CICC: Domestic Ethylene Remains in Expansion Cycle, Focus on Industry Production Control Policies

Stock News09-17

CICC released a research report stating that China's ethylene industry is currently still in an expansion cycle, while overseas capacity is facing accelerated withdrawal pressure. Based on global capacity deployment plans, ethylene is expected to reach a turning point after 2027. In July 2025, five departments including the Ministry of Industry and Information Technology jointly launched a comprehensive assessment of outdated petrochemical and chemical facilities, and it is expected that outdated capacity in refining and ethylene may face further clearance. The core improvement of the ethylene industry in the future still requires controlling new capacity additions and reducing investment scale. If domestic and international policies can strictly control new ethylene capacity additions, manage the deployment structure of various production routes, and reorganize outdated capacity, it may stimulate an accelerated arrival of the industry turning point.

CICC's main viewpoints are as follows:

China's ethylene continues expansion, with nearly 25 million tons of planned projects over the next three years

Over the past few years, China's ethylene capacity has been in a rapid expansion cycle, but by 2024, the ethylene equivalent gap still exceeds 21 million tons, with an equivalent import dependency of 31%. Currently, new capacity additions in the ethylene industry continue, with a total planned capacity of 24.82 million tons from 2025-2027. It is expected that if projects under construction are commissioned as scheduled, the domestic ethylene gap may be essentially filled by the end of 2027.

Overseas capacity accelerates withdrawal, with higher shutdown risks for European and Japanese-Korean capacity

Among global oil-based ethylene capacity, China's capacity commissioning time is relatively late with relatively advanced facility levels, while European and Japanese-Korean capacity was built earlier and is located on the right side of the global cost curve, facing higher shutdown risks. Overseas capacity planned for withdrawal in 2025-2027 may reach 5.97-8.30 million tons, accounting for 3-4% of global capacity.

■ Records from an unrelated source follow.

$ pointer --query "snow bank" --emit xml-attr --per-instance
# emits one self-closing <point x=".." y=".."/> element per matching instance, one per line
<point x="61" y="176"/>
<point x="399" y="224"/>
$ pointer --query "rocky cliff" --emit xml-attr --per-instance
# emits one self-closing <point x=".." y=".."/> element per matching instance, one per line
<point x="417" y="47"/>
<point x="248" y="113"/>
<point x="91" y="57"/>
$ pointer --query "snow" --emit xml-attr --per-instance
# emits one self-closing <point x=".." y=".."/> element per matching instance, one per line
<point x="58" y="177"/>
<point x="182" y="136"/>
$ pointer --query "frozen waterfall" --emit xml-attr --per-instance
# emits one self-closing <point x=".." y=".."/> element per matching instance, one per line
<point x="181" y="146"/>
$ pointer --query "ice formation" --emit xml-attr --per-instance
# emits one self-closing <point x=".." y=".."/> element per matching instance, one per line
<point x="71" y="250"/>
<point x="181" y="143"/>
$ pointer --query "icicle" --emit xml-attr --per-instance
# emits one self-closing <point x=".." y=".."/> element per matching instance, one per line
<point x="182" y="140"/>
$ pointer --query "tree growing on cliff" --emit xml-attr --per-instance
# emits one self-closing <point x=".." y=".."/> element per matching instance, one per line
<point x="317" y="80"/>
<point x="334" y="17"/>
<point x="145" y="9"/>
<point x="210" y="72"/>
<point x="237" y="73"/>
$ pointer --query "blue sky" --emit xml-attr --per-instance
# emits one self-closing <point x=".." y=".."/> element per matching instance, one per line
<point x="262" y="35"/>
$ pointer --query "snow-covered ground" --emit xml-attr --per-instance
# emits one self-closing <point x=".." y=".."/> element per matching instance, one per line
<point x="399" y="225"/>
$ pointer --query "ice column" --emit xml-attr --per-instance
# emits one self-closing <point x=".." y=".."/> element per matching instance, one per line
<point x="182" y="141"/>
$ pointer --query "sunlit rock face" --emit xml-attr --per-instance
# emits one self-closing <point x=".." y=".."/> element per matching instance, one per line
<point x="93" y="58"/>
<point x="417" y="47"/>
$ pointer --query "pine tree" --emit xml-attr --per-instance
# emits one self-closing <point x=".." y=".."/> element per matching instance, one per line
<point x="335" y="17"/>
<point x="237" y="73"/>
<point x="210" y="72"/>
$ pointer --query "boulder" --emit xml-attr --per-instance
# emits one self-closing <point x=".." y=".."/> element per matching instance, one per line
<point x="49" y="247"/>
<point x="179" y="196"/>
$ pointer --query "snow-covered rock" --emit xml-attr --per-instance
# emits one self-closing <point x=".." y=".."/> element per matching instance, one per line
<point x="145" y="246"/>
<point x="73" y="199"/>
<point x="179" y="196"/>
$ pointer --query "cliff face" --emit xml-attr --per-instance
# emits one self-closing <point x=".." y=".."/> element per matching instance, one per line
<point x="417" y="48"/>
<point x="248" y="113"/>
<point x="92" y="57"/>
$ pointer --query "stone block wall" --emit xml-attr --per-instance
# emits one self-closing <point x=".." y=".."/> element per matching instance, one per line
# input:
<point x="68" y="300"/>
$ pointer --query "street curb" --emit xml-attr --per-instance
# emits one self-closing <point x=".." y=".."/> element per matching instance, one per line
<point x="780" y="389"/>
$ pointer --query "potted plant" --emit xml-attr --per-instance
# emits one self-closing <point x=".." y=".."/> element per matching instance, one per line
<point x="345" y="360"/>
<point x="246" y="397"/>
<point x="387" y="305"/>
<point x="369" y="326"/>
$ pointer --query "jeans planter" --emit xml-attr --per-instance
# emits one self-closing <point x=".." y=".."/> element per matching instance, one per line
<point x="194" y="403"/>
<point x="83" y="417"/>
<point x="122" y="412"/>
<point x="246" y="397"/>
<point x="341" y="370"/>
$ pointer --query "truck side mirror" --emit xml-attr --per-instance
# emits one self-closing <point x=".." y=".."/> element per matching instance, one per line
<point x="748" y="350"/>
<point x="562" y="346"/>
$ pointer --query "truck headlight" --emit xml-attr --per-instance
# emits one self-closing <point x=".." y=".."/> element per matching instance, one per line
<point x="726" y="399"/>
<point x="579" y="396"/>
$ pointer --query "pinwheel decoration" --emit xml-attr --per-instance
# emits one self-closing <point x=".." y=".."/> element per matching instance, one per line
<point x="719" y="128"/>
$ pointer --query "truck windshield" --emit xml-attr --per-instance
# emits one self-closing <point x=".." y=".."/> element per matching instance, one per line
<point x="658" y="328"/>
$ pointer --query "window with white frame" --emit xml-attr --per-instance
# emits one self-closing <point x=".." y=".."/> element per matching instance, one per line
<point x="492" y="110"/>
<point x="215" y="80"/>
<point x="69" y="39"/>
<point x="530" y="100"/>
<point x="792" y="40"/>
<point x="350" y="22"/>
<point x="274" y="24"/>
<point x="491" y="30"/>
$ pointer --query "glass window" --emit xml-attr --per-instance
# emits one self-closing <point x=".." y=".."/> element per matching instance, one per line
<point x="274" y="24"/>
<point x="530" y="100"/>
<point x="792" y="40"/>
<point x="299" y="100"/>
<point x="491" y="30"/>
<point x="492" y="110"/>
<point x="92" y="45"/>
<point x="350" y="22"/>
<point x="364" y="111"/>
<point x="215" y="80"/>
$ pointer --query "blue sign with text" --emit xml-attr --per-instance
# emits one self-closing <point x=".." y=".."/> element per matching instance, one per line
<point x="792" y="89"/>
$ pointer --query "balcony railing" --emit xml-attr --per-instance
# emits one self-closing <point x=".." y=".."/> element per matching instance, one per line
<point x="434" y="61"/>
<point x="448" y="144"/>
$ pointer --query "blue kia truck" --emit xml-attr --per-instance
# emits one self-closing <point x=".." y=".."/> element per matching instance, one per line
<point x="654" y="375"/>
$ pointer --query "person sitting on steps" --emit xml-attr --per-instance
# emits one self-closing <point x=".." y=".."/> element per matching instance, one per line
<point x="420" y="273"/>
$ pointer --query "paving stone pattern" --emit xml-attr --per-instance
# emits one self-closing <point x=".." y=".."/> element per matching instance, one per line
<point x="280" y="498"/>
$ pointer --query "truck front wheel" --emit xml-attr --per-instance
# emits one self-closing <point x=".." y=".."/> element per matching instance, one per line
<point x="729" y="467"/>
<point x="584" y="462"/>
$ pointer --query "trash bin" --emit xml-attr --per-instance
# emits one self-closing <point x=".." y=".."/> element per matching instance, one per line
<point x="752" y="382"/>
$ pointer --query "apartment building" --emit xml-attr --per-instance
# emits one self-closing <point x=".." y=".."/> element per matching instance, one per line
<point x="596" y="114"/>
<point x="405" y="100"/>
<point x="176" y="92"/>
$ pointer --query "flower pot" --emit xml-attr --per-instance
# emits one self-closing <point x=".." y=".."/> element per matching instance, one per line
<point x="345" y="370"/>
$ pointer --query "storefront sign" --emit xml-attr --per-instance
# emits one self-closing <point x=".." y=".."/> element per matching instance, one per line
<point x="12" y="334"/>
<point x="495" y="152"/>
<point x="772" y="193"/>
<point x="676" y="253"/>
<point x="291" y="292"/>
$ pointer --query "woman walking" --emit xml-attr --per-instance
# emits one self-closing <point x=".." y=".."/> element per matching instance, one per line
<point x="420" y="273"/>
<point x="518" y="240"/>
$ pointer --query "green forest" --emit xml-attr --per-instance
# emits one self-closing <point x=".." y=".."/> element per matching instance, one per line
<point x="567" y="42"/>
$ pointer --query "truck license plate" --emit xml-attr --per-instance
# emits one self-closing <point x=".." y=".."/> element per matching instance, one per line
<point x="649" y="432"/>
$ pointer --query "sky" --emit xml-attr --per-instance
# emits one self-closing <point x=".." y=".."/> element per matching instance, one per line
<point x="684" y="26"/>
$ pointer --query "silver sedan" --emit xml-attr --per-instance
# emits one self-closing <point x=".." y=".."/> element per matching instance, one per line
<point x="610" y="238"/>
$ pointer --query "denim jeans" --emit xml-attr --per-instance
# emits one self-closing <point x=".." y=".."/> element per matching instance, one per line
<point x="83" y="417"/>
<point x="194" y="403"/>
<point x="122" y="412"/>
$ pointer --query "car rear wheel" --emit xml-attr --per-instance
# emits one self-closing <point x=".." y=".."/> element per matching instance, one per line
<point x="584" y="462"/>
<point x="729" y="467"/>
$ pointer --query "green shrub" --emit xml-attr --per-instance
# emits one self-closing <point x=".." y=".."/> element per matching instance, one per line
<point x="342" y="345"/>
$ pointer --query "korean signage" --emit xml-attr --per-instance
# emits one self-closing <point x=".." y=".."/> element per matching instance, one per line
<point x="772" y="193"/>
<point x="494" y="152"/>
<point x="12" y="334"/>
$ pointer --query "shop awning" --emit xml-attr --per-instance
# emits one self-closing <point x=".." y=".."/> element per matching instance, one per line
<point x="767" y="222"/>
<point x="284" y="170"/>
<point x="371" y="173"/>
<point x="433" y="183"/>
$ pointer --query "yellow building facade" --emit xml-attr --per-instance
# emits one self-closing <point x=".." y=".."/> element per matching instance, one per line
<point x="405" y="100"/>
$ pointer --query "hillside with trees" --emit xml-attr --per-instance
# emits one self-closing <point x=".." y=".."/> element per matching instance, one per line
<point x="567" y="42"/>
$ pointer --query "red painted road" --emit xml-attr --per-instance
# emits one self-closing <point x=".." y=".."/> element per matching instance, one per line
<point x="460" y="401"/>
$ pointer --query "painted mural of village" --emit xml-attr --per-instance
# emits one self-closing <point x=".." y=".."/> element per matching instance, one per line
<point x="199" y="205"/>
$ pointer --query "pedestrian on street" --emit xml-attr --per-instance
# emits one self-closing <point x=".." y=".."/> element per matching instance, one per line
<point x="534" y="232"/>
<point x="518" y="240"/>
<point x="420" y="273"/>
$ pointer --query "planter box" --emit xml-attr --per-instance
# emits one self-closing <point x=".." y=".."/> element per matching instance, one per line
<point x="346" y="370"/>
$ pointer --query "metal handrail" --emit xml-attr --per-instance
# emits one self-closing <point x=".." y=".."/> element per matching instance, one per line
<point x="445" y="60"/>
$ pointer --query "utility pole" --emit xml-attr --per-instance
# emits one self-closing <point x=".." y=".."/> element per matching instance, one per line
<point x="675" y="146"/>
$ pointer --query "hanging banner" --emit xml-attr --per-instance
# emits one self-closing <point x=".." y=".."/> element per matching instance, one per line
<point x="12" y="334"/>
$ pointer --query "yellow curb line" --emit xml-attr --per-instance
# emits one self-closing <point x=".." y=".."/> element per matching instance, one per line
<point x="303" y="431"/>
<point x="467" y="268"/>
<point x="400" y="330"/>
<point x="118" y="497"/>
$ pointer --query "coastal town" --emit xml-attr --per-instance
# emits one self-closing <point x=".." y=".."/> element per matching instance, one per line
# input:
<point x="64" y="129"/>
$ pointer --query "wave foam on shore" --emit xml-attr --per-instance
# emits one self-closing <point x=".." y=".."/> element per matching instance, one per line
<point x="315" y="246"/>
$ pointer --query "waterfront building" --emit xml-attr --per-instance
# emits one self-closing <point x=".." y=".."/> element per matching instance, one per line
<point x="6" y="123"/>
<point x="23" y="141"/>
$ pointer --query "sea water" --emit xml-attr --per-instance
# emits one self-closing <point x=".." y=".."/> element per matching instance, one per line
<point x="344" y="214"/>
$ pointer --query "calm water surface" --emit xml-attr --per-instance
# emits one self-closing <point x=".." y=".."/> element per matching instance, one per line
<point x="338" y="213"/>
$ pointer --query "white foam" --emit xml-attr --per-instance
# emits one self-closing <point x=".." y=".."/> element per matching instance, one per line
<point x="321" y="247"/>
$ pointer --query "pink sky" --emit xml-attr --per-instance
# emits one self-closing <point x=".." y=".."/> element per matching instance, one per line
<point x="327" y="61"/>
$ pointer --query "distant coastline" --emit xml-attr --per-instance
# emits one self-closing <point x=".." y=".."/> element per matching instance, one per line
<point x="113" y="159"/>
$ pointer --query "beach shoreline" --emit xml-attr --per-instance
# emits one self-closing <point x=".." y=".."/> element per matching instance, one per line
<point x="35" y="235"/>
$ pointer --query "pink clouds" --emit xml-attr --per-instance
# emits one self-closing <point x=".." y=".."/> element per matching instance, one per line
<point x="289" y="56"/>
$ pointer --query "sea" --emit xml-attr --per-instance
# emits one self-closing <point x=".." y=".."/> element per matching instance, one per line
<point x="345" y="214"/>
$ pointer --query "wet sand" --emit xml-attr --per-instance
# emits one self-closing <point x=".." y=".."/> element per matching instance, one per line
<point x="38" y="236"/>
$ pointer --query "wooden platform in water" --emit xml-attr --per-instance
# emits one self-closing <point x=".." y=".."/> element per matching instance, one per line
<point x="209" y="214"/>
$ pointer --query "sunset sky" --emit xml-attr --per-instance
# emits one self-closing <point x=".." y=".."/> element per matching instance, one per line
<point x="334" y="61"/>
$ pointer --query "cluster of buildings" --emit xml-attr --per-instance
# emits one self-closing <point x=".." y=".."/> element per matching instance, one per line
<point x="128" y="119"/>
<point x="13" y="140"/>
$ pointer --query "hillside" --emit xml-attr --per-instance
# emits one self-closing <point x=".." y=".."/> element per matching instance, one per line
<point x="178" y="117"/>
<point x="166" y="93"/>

Global supply pattern reshaping, ethylene expected to reach turning point after 2027

Combining domestic and international additions and withdrawals, global net capacity additions over the next three years are approximately 11.26/15.65/8.40 million tons, with growth rates of 4.9%/6.5%/3.3% respectively, showing capacity growth rate decline in 2027. Considering global annual demand growth of around 3.5% and the time needed to digest new capacity additions, the ethylene industry is expected to see marginal improvement after 2027.

Strictly control total volume and new additions from various routes, focus on subsequent domestic and international ethylene industry policies

A domestic refining capacity ceiling of one billion tons has been set, but the trend of reducing oil and increasing chemicals still puts some pressure on ethylene output. In July 2025, five departments including the Ministry of Industry and Information Technology jointly launched a comprehensive assessment of outdated petrochemical and chemical facilities, and it is expected that outdated capacity in refining and ethylene may face further clearance. The core improvement of the ethylene industry in the future still requires controlling new capacity additions and reducing investment scale. Under the "anti-involution" background, it is recommended to continuously monitor targeted subsequent policies for domestic and international ethylene industries. If new capacity additions can be strictly controlled, deployment structure of various routes managed, and outdated capacity reorganized simultaneously, it may stimulate an accelerated arrival of the industry turning point.

In terms of targets, it is recommended to focus on core ethylene production enterprises, including low-cost alternative route companies Satellite Chemical Co.,Ltd. (002648.SZ) and Ningxia Baofeng Energy Group Co.,Ltd. (600989.SH), private large refining and chemical enterprises Hengli Petrochemical Co.,Ltd. (600346.SH), Rongsheng Petrochemical Co.,Ltd. (002493.SZ), and Jiangsu Eastern Shenghong Co.,Ltd. (000301.SZ), and state-owned refining and chemical enterprise Sinopec Shanghai Petrochemical Company Limited (600688.SH). Other related targets include North Huajin Chemical Industries Co.,Ltd. (000059.SZ).

Risk factors: Rapid deployment of new capacity; policy implementation falling short of expectations; significant oil price decline.